Falls are one of the leading causes of unintentional injury in the United States. Unsurprisingly, winter snow and ice ramp up the numbers.
What Are the Slip and Fall Laws?
Typically, property owners (home and business) have a duty to maintain safe premises for those who use their sidewalks, walkways, and parking lots. In the winter, that generally includes snow/ice removal and salting within a reasonable amount of time, which is often spelled out by local ordinances. Property owners who fail to comply could be held liable for injuries.
A few states, however, abide by a “natural accumulation” rule, which exempts property owners from liability for fall injuries resulting from natural snow and ice accumulation—as long as the owner didn’t interfere with or alter the natural accumulation in some way, and no abnormal danger existed. Property owners could be held liable for “unnatural accumulations,” such as a leaky downspout that contributes to icy walkways.
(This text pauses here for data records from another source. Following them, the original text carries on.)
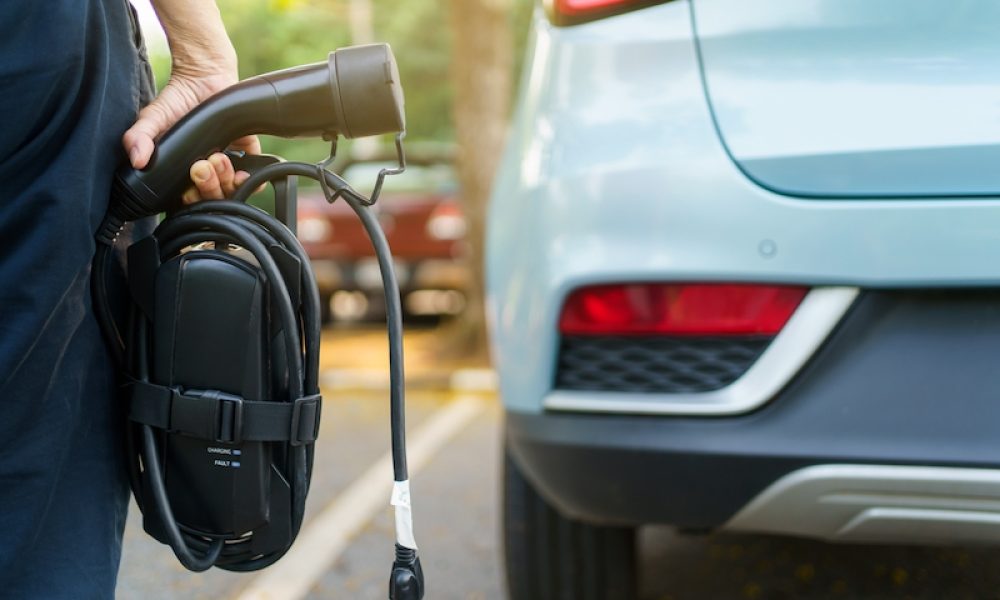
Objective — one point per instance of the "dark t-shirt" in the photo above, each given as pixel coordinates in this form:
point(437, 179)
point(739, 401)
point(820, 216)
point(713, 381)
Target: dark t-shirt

The general public is also responsible for exercising reasonable care. For example, paying attention or taking an available, safer-looking route is a good start. Injured pedestrians or visitors who failed to exercise reasonable care could see potential compensation reduced or eliminated entirely.
Cases involving injuries from falls on government property are more complex. Like other property owners, the government (local, state, and federal) has a duty to maintain safe premises for guests and pedestrians. However, there are stricter procedures for filing a claim and a narrower window of time to kick off the process.